O indesejado
O novo cheira a sonho… até que o real se infiltra pela janela. Entre jiboias e vaporizadores, ela busca ressignificar o lar. Um conto sobre cheiros, silêncios e um vizinho esquecido pelo sistema.
Giselle Nunes
7/15/20252 min read


Finalmente a tão sonhada independência! Nova jornada, novos horizontes, nova moradia. Novo tudo. Sonhos a realizar. Comprar móveis foi como montar quebra-cabeça no apartamento pequeno de um só quarto. Eletrodomésticos, pesquisados com olhos sagazes para economizar. Roupa de cama e toalhas, macias, cheirosas, fofinhas para acarinhar o corpo. Quebra porta do banheiro e a máquina de lavar passar. Rebola a geladeira para entrar. Pinta aqui, ali, acolá. Paredes limpinhas e branquinhas, no bairro mais conhecido do Brasil.
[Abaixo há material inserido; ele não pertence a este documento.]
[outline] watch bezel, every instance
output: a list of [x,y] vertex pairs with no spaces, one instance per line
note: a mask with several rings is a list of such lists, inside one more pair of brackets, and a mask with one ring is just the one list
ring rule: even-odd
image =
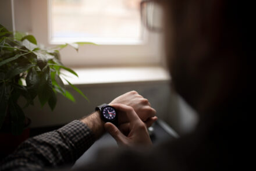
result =
[[[116,116],[115,117],[115,118],[113,118],[113,119],[107,119],[107,118],[106,118],[106,117],[104,117],[104,116],[103,115],[103,110],[105,108],[106,108],[106,107],[111,107],[111,108],[113,108],[114,110],[115,110],[115,112],[116,112]],[[116,111],[116,108],[115,108],[114,107],[113,107],[112,106],[111,106],[111,105],[105,105],[105,106],[102,106],[101,108],[99,108],[99,112],[101,113],[101,119],[105,122],[111,122],[111,123],[114,123],[114,122],[115,122],[116,120],[117,120],[117,118],[118,118],[118,112],[117,112],[117,111]]]

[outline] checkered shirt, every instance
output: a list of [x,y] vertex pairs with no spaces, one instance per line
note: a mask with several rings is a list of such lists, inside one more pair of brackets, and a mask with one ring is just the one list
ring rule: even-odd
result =
[[95,142],[91,130],[80,120],[29,138],[0,164],[0,170],[38,170],[68,166]]

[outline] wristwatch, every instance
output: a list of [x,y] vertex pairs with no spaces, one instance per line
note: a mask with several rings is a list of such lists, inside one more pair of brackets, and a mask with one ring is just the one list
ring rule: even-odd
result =
[[105,122],[111,122],[118,126],[118,119],[116,109],[108,104],[104,104],[95,108],[95,111],[99,111],[101,119]]

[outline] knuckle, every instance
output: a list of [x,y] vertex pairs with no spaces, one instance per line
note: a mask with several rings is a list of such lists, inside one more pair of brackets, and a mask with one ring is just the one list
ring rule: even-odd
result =
[[138,124],[138,129],[140,130],[145,129],[145,124],[143,122],[140,122],[140,123]]
[[131,106],[127,106],[127,110],[129,112],[133,112],[133,111],[134,111],[133,107],[131,107]]
[[153,113],[154,115],[157,113],[155,110],[150,106],[147,107],[145,108],[145,111],[147,111],[147,113]]
[[113,133],[113,134],[114,134],[114,135],[118,135],[118,133],[119,133],[119,132],[118,132],[118,130],[117,129],[113,129],[113,130],[112,130],[112,133]]

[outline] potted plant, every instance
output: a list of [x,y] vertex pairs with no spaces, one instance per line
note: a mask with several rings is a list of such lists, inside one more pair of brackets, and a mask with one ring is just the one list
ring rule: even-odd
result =
[[[79,45],[84,44],[91,43],[66,44],[55,48],[45,48],[38,45],[32,35],[10,32],[0,24],[0,131],[2,133],[10,132],[17,136],[24,132],[29,119],[25,117],[23,108],[33,105],[37,97],[42,107],[48,103],[52,111],[57,102],[56,93],[74,101],[61,79],[62,70],[78,76],[73,70],[62,65],[59,51],[68,45],[77,51]],[[66,80],[88,101],[79,89]],[[21,97],[26,99],[26,104],[23,106],[18,103]],[[2,138],[1,141],[3,141]]]

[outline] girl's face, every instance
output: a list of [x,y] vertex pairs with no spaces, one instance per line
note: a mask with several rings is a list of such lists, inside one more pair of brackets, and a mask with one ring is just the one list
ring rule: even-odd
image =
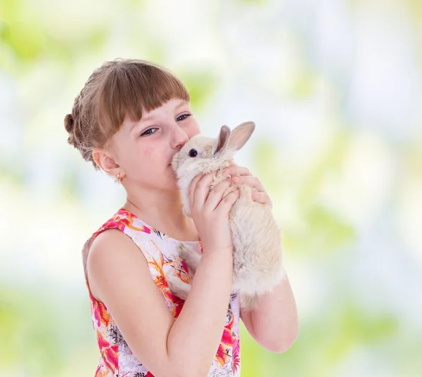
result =
[[173,98],[140,121],[127,117],[110,140],[113,160],[124,175],[124,184],[174,190],[176,176],[170,163],[174,153],[200,133],[189,103]]

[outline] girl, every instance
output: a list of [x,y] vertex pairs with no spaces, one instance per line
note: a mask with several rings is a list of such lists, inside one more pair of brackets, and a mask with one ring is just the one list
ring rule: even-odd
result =
[[[101,354],[96,377],[239,376],[240,318],[270,351],[285,351],[297,336],[287,279],[249,313],[240,312],[230,292],[228,215],[239,193],[223,193],[233,179],[271,205],[260,181],[234,164],[211,191],[212,175],[198,176],[189,191],[192,218],[183,215],[170,162],[200,132],[189,101],[167,70],[117,60],[94,72],[65,118],[68,143],[127,193],[123,207],[83,248]],[[193,281],[176,251],[181,241],[203,253]],[[170,290],[170,274],[192,284],[186,301]]]

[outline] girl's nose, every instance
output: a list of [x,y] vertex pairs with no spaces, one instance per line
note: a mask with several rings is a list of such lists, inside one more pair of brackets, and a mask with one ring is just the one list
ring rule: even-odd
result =
[[172,148],[179,149],[189,140],[186,135],[178,126],[175,127],[172,139]]

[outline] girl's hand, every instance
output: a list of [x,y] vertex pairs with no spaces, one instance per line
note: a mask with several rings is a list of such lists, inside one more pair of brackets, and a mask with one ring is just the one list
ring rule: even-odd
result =
[[189,187],[191,212],[203,249],[233,250],[229,226],[229,212],[240,195],[238,188],[223,196],[230,180],[219,182],[210,190],[214,174],[198,174]]
[[243,167],[236,165],[232,161],[228,167],[223,170],[224,174],[228,174],[231,176],[231,181],[236,184],[247,184],[252,187],[256,191],[252,193],[252,200],[263,204],[267,204],[272,208],[272,202],[265,188],[262,186],[261,181],[256,177],[253,177],[251,172],[246,167]]

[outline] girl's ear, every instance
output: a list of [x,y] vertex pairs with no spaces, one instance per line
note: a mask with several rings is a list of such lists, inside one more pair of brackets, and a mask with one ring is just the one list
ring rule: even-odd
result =
[[111,177],[115,177],[117,173],[122,174],[120,167],[113,160],[113,156],[102,148],[94,148],[92,151],[92,158],[97,166]]
[[217,146],[214,151],[214,155],[223,153],[227,148],[227,143],[230,139],[230,129],[227,126],[222,126],[220,133],[217,139]]
[[234,151],[241,149],[249,140],[250,135],[255,131],[255,127],[253,122],[245,122],[239,124],[231,132],[228,148]]

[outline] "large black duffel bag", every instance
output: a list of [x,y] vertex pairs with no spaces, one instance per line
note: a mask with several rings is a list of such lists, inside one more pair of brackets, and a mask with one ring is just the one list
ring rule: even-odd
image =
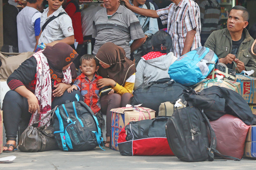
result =
[[170,78],[159,79],[139,86],[133,91],[132,104],[142,104],[141,107],[155,111],[156,116],[158,115],[159,106],[162,103],[175,102],[180,98],[181,102],[185,105],[187,102],[183,98],[182,91],[190,89],[176,83]]

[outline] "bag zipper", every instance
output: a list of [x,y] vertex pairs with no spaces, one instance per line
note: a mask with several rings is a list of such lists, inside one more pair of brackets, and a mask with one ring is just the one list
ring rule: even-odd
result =
[[82,127],[83,127],[83,122],[82,122],[82,120],[81,120],[81,119],[78,118],[78,116],[77,115],[77,113],[76,113],[76,106],[75,105],[75,102],[73,102],[73,107],[74,108],[75,114],[76,115],[76,119],[77,119],[78,121],[79,121],[79,122],[80,122],[80,124],[81,124],[81,125],[82,126]]
[[65,113],[66,113],[66,115],[67,115],[67,116],[68,117],[68,119],[67,119],[67,122],[68,123],[69,123],[69,121],[71,122],[71,123],[72,123],[73,121],[72,120],[70,119],[70,118],[69,118],[69,116],[68,115],[68,112],[67,111],[67,110],[66,110],[66,108],[65,107],[65,105],[64,104],[62,104],[62,107],[63,108],[63,109],[64,109],[64,111],[65,111]]
[[187,114],[187,117],[188,117],[188,122],[189,124],[189,126],[190,126],[190,132],[191,133],[191,137],[192,138],[192,141],[194,141],[194,134],[196,134],[196,131],[195,131],[193,129],[193,126],[192,125],[192,123],[191,123],[191,119],[190,118],[190,115],[189,114],[188,112],[188,110],[186,108],[186,113]]

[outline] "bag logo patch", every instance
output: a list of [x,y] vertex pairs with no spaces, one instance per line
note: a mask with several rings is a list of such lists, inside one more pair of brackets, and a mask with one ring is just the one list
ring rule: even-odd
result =
[[249,94],[251,91],[251,83],[244,83],[243,94]]
[[76,139],[76,143],[77,143],[78,144],[80,143],[80,142],[79,141],[79,139],[78,139],[78,138],[77,137],[77,134],[76,134],[76,132],[75,131],[75,130],[74,130],[74,128],[73,127],[71,127],[70,128],[70,129],[72,130],[72,133],[73,133],[73,135],[74,135],[74,137],[75,137],[75,138]]

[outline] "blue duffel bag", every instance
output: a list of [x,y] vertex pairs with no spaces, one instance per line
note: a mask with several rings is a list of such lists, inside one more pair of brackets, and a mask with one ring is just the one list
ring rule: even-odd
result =
[[214,52],[208,48],[201,47],[181,56],[170,66],[170,77],[187,86],[203,82],[218,63]]

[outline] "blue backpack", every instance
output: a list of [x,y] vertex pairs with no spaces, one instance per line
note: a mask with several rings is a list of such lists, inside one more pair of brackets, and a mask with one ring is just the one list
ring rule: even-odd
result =
[[201,47],[177,59],[169,67],[168,73],[171,79],[183,86],[195,86],[206,80],[217,63],[214,52]]
[[77,94],[76,98],[77,102],[61,104],[55,111],[54,134],[59,148],[66,151],[83,151],[98,144],[101,148],[99,144],[103,139],[97,118],[89,106],[79,101]]

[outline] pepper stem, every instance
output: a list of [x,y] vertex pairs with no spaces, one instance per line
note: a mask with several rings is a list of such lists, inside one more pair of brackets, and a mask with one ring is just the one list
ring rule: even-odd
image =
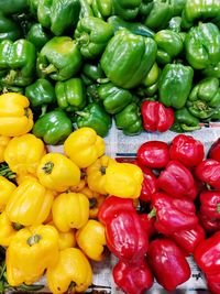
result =
[[47,162],[44,164],[44,166],[42,167],[42,170],[45,172],[45,174],[50,175],[52,173],[54,168],[54,163],[53,162]]
[[29,246],[33,246],[35,243],[38,243],[38,241],[42,239],[42,237],[40,235],[33,235],[31,237],[29,237],[29,239],[26,240],[26,243]]

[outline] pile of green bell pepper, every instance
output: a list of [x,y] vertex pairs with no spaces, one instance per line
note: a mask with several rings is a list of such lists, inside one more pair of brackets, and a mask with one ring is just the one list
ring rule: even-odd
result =
[[[220,120],[219,0],[0,0],[0,91],[25,95],[33,133],[145,131],[141,106],[175,112],[170,130]],[[54,123],[53,123],[54,122]]]

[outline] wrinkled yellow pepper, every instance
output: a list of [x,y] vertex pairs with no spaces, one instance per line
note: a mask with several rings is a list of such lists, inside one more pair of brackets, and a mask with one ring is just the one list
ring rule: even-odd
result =
[[111,161],[106,170],[106,190],[122,198],[138,198],[143,182],[142,170],[132,163]]
[[11,194],[6,211],[12,222],[40,225],[48,217],[54,194],[37,181],[28,178]]
[[16,186],[3,176],[0,176],[0,213],[2,213]]
[[53,221],[59,231],[81,228],[89,218],[89,200],[81,193],[62,193],[52,206]]
[[114,160],[108,155],[102,155],[95,161],[86,170],[87,183],[91,190],[98,192],[100,194],[107,194],[106,190],[106,170],[109,163]]
[[18,92],[0,95],[0,134],[15,137],[25,134],[33,127],[33,113],[29,99]]
[[0,163],[4,162],[4,150],[10,142],[11,138],[7,135],[0,135]]
[[59,258],[58,232],[50,225],[23,228],[12,238],[6,254],[7,280],[11,286],[38,281]]
[[11,239],[22,228],[23,226],[11,222],[7,216],[7,213],[3,211],[0,215],[0,246],[8,247]]
[[105,226],[95,219],[89,219],[87,224],[77,230],[76,241],[84,253],[95,261],[103,260],[106,241]]
[[80,182],[79,167],[56,152],[50,152],[42,157],[36,174],[43,186],[57,192],[67,190]]
[[44,142],[34,134],[28,133],[11,139],[4,150],[4,161],[16,174],[35,174],[45,153]]
[[64,153],[80,168],[88,167],[103,155],[106,144],[103,139],[91,128],[80,128],[64,142]]
[[46,281],[54,294],[85,292],[92,282],[91,265],[81,250],[64,249],[56,265],[47,269]]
Mas há algo de errado.
– Nossa! Que fedor é esse? – questionou a jovem.
Odor empesteava todo o apartamento.
– Será a lixeira do prédio?
Foi ao corredor, se aproximou da lixeira.
– Não. Até cheira bem.
Entrou.
– Deve vir lá de fora.
Na janela do quarto, nada. Janela da sala. Fungou. Nada.
Andou pelos cômodos. Cheiro intenso na cozinha e banheiro.
– O mal cheiro vem pela janela da cozinha e basculante do banheiro.
Resolveu assuntar o porteiro.
Seu Joaquim trabalha há duas décadas no prédio. Sabia tudo. Nada escapava.
– Oi, seu Joaquim! Tudo bem com o senhor?
– Tudo. E a senhorita, gostando de morar aqui?
Ela pensou como abordar o assunto.
– Estou, sim. Mas às vezes cheiro ruim invade meu apartamento. Sabe o que é?
Seu Joaquim, contraiu o rosto e numa fala resmungada, esclareceu.
– Ah! Você também sente, menina.
A jovem balançou a cabeça em afirmativa.
– É o morador do sétimo andar. Falei com ele várias vezes. Muitos reclamam.
– Como assim?
– O homem tem problema de cabeça. Dias sem tomar banho, semanas sem limpar o apartamento e acumula porcarias. Fizeram abaixo assinado, reclamações na imobiliária. Ele esbraveja, bate à porta na cara dos outros e não dá papo. Ele fede.
– Não tem como fazer nada?
– Ninguém o visita. Não trabalha. Dizem que recebe pensão do governo e a família o deixa morar aqui.
– Isso tem remédio e tratamento.
– Ele não toma remédios. Diz que vira robô. Sinto muito. O advogado da imobiliária sentenciou causa perdida. A lei o protege. Enquanto isso, o mal cheiro exala em vários andares.
A jovem não sabia se sentia dó ou raiva. Não tinha jeito. Teria que achar solução.
Mudou as portas da cozinha e do banheiro. Vedação intensificou. Vaporizadores com cheiro de flores. Uma jiboia bem verdinha de folhas grandes no banheiro. Na cozinha, vaso com Espada-de-são-jorge. Quem sabe não espantaria o homem! Nunca se sabe.
Questão sociofamiliar crescente, abnegada, que assola lares e coletividades.